The ordinance now allows for the market to operate in the same location all season.

“The farmers market’s first season was really tough,” said Hoppe, who moved the market back to its original Electric Boulevard location after the new ordinance was worked out.

“People didn’t know it existed or where to find us, and I wasn’t sure they were interested. Because the people I’d worked with in the city to get the market started had been enthusiastic, I decided to keep trying and hope the word would spread over time. At the end of the last season, this past year, we had a strong base of regulars, and it also seemed like new people were coming each week.”

Encouraged by this progress in the 2016 season, Hoppe says she sees the market in need of more outreach and community interest, but ultimately thriving.

For the Boston transplant, Northeast Ohio’s burgeoning food scene has always impressed and encouraged her to move forward — and to stay in the area.
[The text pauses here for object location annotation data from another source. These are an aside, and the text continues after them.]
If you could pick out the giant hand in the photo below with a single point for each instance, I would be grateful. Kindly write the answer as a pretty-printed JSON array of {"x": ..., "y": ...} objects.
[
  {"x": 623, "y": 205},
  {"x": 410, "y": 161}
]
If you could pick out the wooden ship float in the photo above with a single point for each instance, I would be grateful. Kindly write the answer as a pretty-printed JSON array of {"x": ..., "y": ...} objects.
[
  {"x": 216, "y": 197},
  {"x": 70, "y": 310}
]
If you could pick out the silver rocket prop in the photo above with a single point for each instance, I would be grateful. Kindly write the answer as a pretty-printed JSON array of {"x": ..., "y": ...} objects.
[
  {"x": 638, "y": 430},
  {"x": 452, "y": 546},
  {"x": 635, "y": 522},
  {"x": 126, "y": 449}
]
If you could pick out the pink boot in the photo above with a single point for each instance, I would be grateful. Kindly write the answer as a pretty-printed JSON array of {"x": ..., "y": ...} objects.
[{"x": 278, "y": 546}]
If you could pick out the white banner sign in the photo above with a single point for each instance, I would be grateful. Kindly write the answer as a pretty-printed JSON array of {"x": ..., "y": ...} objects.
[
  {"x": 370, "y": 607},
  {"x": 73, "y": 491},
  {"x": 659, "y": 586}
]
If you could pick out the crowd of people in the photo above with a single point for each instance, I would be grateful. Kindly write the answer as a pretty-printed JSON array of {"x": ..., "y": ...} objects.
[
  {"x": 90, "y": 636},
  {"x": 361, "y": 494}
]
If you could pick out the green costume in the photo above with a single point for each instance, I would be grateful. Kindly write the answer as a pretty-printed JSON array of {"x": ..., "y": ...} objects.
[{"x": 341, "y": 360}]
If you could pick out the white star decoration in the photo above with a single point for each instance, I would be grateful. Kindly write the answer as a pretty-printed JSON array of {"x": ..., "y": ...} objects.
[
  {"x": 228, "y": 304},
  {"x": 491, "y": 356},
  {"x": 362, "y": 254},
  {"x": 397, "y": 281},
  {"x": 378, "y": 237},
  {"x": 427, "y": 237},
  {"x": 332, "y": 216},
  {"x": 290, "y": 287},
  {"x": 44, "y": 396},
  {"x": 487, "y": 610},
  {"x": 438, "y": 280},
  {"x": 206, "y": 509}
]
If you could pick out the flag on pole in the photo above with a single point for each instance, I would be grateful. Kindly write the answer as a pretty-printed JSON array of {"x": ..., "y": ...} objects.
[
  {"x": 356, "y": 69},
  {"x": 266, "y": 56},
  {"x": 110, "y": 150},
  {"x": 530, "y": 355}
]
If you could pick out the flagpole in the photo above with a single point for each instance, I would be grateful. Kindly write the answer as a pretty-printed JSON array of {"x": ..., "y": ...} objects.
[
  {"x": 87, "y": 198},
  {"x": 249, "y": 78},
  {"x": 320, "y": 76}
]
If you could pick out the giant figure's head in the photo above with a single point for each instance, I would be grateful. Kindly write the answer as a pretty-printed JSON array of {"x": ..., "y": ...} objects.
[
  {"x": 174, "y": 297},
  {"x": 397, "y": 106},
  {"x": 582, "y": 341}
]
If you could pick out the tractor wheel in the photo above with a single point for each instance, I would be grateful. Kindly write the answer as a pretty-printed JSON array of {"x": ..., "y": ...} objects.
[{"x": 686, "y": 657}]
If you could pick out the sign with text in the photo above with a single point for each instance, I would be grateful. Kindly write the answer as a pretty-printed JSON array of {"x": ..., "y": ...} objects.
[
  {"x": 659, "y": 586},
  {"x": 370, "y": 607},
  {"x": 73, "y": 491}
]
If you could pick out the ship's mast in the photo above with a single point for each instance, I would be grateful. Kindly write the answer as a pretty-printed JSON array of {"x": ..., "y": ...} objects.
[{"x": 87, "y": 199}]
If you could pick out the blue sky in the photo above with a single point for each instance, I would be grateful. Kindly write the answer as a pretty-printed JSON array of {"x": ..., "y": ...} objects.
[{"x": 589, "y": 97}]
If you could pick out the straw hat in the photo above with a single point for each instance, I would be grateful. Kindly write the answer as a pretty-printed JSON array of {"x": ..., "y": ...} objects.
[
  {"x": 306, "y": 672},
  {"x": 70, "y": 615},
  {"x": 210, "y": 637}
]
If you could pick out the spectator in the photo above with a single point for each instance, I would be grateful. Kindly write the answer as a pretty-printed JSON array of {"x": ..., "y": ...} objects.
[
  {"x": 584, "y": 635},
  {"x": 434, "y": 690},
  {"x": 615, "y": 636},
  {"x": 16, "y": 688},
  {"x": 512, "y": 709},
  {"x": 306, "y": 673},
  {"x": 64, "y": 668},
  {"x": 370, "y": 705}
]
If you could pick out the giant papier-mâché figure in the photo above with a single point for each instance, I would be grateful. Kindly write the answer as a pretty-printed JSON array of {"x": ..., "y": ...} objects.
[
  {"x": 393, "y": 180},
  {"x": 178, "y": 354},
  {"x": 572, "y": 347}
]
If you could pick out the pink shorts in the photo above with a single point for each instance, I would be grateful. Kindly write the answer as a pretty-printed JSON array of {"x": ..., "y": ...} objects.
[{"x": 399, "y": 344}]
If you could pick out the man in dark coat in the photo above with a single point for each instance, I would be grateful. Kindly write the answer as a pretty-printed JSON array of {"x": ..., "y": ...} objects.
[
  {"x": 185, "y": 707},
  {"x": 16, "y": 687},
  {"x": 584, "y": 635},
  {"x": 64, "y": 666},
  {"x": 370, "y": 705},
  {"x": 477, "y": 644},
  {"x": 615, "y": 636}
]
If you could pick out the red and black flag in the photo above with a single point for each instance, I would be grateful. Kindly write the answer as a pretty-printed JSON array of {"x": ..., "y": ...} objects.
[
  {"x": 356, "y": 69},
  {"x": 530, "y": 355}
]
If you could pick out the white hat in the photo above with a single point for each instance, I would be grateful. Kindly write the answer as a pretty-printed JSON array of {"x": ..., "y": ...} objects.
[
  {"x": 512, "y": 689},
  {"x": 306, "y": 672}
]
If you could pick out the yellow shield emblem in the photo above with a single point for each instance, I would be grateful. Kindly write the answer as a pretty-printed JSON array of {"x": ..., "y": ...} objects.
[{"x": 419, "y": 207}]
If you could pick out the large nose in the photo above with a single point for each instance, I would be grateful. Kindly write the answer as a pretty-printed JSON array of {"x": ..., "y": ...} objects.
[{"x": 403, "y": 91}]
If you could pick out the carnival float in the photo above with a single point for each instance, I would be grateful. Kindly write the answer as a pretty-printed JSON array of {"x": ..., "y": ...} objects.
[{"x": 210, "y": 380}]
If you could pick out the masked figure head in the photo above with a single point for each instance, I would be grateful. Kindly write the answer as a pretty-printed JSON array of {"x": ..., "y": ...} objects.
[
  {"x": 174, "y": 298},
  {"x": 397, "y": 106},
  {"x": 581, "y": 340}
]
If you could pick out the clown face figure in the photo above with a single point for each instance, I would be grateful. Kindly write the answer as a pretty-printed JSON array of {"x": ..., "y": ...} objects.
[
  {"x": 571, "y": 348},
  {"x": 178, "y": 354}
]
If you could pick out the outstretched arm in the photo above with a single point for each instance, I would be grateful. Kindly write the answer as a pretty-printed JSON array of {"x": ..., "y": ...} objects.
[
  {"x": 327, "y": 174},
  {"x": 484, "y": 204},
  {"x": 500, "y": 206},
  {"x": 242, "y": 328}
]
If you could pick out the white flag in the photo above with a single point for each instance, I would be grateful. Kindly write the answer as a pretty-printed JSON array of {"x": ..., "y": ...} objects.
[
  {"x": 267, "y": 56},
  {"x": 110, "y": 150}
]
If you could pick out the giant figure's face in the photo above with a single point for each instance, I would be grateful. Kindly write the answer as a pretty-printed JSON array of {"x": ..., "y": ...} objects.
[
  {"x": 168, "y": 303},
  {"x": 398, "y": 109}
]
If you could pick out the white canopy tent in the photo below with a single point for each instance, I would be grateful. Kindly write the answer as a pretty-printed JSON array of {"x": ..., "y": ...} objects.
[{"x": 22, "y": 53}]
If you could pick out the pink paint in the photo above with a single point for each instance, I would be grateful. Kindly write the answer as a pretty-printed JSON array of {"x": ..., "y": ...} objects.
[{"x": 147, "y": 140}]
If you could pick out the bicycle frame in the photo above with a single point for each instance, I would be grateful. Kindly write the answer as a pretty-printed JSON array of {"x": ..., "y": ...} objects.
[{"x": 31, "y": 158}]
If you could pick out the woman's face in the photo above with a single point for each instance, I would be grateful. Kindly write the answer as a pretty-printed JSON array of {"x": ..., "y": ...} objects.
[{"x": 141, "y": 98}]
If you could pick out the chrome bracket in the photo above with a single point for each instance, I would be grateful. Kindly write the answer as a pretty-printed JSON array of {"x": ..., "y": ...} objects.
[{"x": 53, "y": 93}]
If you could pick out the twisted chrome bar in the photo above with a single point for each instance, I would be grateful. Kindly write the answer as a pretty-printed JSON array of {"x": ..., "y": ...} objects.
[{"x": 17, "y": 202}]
Marcia Coleman, owner of Avon Lake’s Coleman Garden’s, lists plans enthusiastically. For her, the success of the market will be measured by far more than strong sales.

From internship programs to outreach with local schools and community colleges, she sees endless opportunities presented by the market.

“There’s a lot of enthusiasm,” Coleman said of plans for this season, thoughts of interesting grants she and her colleagues could pursue on her mind.

Plus, there’s the community-building aspect, which has been a goal for everyone involved.

Of the vendors, customers and supporters of the market Coleman said, “We’ve grown as a family.”

Even during the weeks with lower attendance in 2015, Hoppe said vendors ranging from produce to green laundry detergent, vegan cashew spread, coffee and pies, collectively grossed $600 to $700 each week. This amount fluctuated according to how many customers there were on a given week.

Hoppe was even able to start donating unsold items to Community Resource Services (CRS). She also started a plant swap.

Though she invested some of her own money when she started the market, Hoppe said through vendor fees, “The market really pays for itself.”

“The only costs associated are for marketing: flyers, postcards, etc., and any events or special guests like musicians. And time, of course.”

Without an individual leader publicly stepping up, Hoppe and vendors like Coleman have been discussing the idea of the vendors running the market as a co-op or a group taking control and splitting administrative responsibilities.

“Even having an intern last summer made the workload for running the market much easier,” said Hoppe.

“People could share responsibilities, like managing the actual market each week, updating social media (which is all in place), hanging flyers and scheduling vendors.”

Zilka said the city will continue to support the market under new leadership.

“The city is certainly cooperating with anyone who wants to take this up, but we are not in the business of a farmers market,” he said.

Reiterating the need for more shoppers, vendors and outreach, Hoppe remains optimistic about the market’s potential.

“The biggest reward is a happy vendor: connecting people to local food,” said Hoppe.